A detailed discussion of the physics of can be found in the article "Sonoluminescence: Sound into Light," by Seth J. Putterman (Scientific American, February 1995). In it, the author outlines a different interpretation of the phenomenon from the one given below, though he agrees that the likelihood of getting fusion to occur in sonoluminescence bubbles is insignificant.
Andrea Prosperetti in the department of mechanical engineering at the Johns Hopkins University has studied this question in detail. He responds:
"It must first of all be stressed that the 'extremely high temperatures' referred to are, at least for now, speculation. While many researchers would concede temperatures of up to, say, 10,000 kelvins (which is way too low for nuclear fusion), a much smaller number would feel comfortable with temperatures in the millions of degrees range. The computations that indicate such extreme conditions inside a pulsating bubble are based on rather extreme idealizations.

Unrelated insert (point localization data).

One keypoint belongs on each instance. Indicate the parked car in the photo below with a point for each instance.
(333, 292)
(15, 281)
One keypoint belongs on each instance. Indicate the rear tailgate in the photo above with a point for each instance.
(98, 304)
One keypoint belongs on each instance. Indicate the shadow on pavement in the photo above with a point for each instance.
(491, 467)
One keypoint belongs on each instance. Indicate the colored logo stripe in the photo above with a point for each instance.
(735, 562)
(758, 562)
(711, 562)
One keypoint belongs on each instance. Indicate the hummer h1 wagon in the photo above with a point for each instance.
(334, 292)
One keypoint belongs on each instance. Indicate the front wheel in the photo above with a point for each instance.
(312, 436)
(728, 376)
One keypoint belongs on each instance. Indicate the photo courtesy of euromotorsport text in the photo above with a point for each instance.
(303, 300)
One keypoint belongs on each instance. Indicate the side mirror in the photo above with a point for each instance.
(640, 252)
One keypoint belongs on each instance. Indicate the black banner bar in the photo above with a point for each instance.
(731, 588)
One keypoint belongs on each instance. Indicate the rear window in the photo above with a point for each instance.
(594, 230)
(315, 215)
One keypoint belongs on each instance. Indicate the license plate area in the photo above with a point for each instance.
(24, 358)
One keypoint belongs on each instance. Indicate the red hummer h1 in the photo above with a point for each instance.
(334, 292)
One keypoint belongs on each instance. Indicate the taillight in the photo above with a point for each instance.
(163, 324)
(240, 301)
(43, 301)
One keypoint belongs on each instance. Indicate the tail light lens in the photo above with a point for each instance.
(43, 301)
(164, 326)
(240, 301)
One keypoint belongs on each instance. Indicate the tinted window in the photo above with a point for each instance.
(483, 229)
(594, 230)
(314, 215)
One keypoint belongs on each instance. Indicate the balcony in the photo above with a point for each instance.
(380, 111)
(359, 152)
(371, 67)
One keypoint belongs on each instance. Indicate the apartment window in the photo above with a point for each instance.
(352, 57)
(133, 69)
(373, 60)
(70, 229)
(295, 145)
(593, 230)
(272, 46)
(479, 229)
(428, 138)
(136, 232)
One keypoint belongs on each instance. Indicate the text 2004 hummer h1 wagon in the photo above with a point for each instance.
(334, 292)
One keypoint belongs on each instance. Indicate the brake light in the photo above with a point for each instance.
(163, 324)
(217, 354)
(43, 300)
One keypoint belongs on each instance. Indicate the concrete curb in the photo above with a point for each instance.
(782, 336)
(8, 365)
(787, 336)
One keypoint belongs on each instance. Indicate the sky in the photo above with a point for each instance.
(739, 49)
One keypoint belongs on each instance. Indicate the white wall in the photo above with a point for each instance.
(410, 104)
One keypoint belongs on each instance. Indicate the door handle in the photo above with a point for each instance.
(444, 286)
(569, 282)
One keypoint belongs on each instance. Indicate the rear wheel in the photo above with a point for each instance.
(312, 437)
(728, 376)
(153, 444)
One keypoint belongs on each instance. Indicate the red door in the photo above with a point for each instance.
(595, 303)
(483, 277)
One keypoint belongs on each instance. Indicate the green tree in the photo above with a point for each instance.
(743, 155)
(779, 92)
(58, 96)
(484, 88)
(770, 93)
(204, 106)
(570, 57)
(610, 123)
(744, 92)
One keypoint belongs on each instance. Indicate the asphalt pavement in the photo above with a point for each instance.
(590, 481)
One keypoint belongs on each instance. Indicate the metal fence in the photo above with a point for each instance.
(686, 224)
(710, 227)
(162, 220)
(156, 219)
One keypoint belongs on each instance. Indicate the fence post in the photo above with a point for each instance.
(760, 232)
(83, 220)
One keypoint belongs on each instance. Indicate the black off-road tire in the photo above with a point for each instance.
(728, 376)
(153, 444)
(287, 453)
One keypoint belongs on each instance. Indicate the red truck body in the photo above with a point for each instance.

"The most fundamental one is the fact that the bubble remains absolutely spherical during its radial oscillations. On theoretical grounds, there are many reasons to doubt this premise: a collapsing sphere is highly unstable (which is the reason why attempts at producing fusion by causing the implosion of gas-filled micro-balloons with powerful pulses of laser light have so far failed), and liquid jets may develop that span the bubble.
"Furthermore, experiment suggests that the light emitted by a bubble has a weak directional asymmetry, which would be incompatible with perfect sphericity. Hence, while it is not absolutely possible to rule out the occurrence of nuclear reactions inside a pulsating bubble on the basis of the present knowledge, the actual occurrence of such reactions is, to say the least, doubtful."
The Johns Hopkins University has also provided this official statement on Dr. Prosperetti's work:
Sonoluminescence, the puzzling glow emitted by a bubble in a field of high-pitched sound waves, may be caused by a tiny jet of liquid that shoots across the interior of the bubble at supersonic speed and slams into the opposite side, a Johns Hopkins researcher has proposed. At the point where this powerful jet strikes the bubble wall, it "fractures" the liquid, releasing energy in the form of light, says Andrea Prosperetti, an internationally respected expert on the mechanical properties of bubbles.
Prosperetti's theory appears in the April 1997 issue of the Journal of the Acoustical Society of America. His paper offers an alternative to the widely held view that the bubble glows because of shock waves that concentrate energy in its center as it shrinks.
His theory also deflates the hope among some researchers that sonoluminescence generates enough pressure and heat to produce nuclear fusion, a potential source of cheap, clean energy. Some scientists have speculated that bubble temperatures during sonoluminescence exceed 2 million degrees Fahrenheit, near the levels needed for fusion. This idea became a key plot point in the motion picture "Chain Reaction," starring Keanu Reeves. But if Prosperetti's theory holds true, the heat inside the bubbles would peak at about 10,000 degrees F, the level found at the sun's surface. "It's enough to explain the chemical activity, but it's far below the amount needed to produce nuclear fusion," says Prosperetti, who is the Charles A. Miller, Jr. Distinguished Professor of Mechanical Engineering at Hopkins.
Sonoluminescence was discovered in 1934 by two German physicists who immersed powerful ultrasound generators in a vessel of water, creating a cloud of tiny bubbles that gave off a glow. Scientists were intrigued but found it was too difficult to study in detail the unwieldy mass of short-lived bubbles. In 1989, however, Lawrence Crum, then a professor at the University of Mississippi, and his graduate student, Felipe Gaitan, were able to induce sonoluminescence in a single bubble trapped within a sound field inside a cylinder of water.